It looks like you are wanting to combine custom SQL code with auto-generated SQL code from dbplyr
. For this it is important to distinguish between:
DBI::db*
commands - that execute the provided SQL on the database and return the result.
dbplyr
translation - where you work with a remote connection to a table
You can only combine these in certain ways. Below I have given several examples depending on your particular use case. All assume that DISTINCT
is a command that is accepted in your specific SQL environment.

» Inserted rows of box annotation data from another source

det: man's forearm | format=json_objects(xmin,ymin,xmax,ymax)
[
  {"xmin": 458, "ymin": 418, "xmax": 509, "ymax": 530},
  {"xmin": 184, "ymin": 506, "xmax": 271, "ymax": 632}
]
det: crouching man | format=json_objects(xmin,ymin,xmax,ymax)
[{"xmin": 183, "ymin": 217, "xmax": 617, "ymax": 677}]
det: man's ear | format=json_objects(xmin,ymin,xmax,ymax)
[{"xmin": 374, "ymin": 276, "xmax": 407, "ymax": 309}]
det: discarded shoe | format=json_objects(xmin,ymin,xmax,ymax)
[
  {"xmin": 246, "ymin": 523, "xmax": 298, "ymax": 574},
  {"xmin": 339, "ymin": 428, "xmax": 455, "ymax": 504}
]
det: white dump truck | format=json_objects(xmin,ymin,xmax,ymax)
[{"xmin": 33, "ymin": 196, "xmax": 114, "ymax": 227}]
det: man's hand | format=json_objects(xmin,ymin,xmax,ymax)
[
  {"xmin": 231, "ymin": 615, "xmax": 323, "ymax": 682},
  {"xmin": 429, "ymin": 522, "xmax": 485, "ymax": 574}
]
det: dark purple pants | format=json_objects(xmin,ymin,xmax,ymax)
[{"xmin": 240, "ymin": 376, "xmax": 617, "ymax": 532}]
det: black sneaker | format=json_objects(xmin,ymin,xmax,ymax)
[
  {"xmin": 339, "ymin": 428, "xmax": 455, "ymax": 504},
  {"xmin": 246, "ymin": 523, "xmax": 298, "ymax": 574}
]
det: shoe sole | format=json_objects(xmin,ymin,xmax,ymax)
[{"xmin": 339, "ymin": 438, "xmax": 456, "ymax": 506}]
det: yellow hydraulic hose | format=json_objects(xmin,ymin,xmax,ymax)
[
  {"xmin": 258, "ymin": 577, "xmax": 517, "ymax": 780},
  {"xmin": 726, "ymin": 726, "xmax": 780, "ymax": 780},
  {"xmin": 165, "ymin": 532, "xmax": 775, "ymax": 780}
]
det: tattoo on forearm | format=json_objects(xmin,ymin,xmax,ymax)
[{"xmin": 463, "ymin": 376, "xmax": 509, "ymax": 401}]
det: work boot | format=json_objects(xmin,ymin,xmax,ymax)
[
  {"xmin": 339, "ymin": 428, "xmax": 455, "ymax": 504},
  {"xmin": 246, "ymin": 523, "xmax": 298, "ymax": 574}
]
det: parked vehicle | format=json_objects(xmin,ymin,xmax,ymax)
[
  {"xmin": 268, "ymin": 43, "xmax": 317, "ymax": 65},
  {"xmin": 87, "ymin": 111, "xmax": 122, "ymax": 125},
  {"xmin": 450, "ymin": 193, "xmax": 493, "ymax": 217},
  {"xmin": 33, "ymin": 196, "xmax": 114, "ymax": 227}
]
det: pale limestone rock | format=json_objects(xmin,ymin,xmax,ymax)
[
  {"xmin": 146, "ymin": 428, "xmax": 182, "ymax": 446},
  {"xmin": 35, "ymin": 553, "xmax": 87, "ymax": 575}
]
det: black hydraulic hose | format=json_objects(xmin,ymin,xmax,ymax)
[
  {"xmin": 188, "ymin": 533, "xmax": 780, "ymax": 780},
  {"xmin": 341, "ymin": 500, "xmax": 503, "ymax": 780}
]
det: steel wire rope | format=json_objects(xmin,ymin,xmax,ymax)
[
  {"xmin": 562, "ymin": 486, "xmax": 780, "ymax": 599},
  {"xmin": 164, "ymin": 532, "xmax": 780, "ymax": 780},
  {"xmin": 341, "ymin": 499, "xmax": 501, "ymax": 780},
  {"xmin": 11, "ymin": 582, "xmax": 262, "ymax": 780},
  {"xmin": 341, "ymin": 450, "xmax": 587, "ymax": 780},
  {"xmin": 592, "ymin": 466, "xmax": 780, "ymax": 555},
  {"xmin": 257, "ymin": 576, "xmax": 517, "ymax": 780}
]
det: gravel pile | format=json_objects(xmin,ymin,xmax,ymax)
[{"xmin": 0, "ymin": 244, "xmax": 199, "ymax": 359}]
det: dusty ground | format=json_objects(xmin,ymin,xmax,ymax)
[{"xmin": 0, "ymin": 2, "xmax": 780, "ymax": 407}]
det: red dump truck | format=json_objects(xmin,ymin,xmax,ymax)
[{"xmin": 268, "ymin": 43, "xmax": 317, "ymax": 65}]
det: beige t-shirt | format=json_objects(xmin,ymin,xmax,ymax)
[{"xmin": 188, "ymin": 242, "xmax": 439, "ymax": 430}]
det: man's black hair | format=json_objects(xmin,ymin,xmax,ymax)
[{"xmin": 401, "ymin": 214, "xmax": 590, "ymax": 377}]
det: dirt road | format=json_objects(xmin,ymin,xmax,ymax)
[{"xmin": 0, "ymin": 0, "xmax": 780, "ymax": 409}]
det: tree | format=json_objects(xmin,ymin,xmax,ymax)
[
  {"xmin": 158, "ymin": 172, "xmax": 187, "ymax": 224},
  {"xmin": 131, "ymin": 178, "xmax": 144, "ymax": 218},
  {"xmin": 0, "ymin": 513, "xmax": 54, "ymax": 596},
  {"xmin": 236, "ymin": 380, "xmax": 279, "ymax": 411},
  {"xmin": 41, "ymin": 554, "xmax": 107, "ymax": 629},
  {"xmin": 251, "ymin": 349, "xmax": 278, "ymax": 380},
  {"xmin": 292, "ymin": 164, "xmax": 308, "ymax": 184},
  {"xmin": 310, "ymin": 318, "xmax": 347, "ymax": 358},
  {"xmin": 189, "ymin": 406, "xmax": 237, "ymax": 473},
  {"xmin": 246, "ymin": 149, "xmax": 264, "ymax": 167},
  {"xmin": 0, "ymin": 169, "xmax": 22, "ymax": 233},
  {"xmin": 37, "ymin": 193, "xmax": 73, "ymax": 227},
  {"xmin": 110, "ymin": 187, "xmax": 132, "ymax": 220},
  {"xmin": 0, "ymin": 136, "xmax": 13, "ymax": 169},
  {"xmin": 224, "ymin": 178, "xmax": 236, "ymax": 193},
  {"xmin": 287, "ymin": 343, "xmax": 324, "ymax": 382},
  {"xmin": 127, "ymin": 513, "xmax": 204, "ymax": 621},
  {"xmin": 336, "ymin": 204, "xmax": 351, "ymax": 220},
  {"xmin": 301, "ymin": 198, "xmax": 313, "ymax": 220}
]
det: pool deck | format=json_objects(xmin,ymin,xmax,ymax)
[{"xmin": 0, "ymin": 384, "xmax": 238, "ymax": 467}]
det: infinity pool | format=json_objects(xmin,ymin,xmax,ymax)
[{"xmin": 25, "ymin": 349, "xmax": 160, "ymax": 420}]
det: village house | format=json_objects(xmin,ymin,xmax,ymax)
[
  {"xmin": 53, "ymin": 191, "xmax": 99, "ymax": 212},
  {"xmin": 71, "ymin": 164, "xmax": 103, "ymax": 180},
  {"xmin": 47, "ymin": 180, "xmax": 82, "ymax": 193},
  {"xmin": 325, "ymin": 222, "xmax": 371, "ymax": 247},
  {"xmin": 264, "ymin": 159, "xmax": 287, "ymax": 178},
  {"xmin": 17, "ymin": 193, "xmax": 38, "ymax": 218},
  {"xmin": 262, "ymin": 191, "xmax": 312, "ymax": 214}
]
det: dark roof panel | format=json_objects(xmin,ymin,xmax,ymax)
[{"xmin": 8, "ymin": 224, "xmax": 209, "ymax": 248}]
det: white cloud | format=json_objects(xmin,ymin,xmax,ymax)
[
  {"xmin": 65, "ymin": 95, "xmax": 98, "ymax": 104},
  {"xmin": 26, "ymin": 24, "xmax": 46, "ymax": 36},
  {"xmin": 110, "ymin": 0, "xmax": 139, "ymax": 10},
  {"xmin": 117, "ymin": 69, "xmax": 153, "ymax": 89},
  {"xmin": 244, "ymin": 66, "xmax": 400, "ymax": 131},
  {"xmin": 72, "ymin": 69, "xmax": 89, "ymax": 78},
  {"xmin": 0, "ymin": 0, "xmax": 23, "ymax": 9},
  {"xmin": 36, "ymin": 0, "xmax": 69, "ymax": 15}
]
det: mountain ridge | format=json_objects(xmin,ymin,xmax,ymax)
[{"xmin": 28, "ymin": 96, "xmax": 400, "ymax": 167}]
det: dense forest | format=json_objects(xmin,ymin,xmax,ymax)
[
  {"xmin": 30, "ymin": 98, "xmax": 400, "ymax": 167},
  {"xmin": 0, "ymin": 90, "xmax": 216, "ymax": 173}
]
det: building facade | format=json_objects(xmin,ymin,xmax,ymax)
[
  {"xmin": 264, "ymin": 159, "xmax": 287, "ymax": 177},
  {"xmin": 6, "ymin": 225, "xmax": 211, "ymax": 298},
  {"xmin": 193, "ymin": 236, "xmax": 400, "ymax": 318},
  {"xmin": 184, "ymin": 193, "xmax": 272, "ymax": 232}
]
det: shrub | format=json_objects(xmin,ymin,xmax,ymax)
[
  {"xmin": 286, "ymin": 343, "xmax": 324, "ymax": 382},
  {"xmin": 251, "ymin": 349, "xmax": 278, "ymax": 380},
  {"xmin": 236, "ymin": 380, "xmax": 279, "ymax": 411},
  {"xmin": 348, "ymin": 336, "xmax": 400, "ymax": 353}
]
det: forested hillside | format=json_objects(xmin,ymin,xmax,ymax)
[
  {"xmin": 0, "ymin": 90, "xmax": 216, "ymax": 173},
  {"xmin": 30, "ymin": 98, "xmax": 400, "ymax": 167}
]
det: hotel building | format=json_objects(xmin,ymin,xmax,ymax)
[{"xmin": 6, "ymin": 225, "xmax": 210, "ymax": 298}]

Reference examples that cover many of the different use cases
If you'll excuse some self-promotion, I recommend you take a look at my dbplyr_helpers
GitHub repository (here). This includes:
union_all
function that takes in two tables accessed via dbplyr
and outputs a single table using some custom SQL code.
write_to_datebase
function that takes a table accessed via dbplyr
and converts it to code that can be executed via DBI::dbExecute
Automatic piping
dbplyr
automatically pipes your code into the next query for you when you are working with standard dplyr
verbs for which there are SQL translations defined. So long as sql translations are defined you can chain together many pipes (I used 10 or more at once) with the (almost) only disadvantage being that the sql translated query gets difficult for a human to read.
For example, consider the following:
library(dbplyr)
library(dplyr)
tmp_df = data.frame(col1 = c(1,2,3), col2 = c("a","b","c"))
df1 = tbl_lazy(tmp_df, con = simulate_postgres())
df2 = tbl_lazy(tmp_df, con = simulate_postgres())
df = left_join(df1, df2, by = "col1") %>%
distinct()
When you then call show_query(df)
R returns the following auto-generated SQL code:
SELECT DISTINCT *
FROM (
SELECT `LHS`.`col1` AS `col1`, `LHS`.`col2` AS `col2.x`, `RHS`.`col2` AS `col2.y`
FROM `df` AS `LHS`
LEFT JOIN `df` AS `RHS`
ON (`LHS`.`col1` = `RHS`.`col1`)
) `dbplyr_002`
But not as nicely formatted. Note that the initial command (left join) appears as a nested query, with a distinct in the outer query. Hence df
is an R link to a remote database table defined by the above sql query.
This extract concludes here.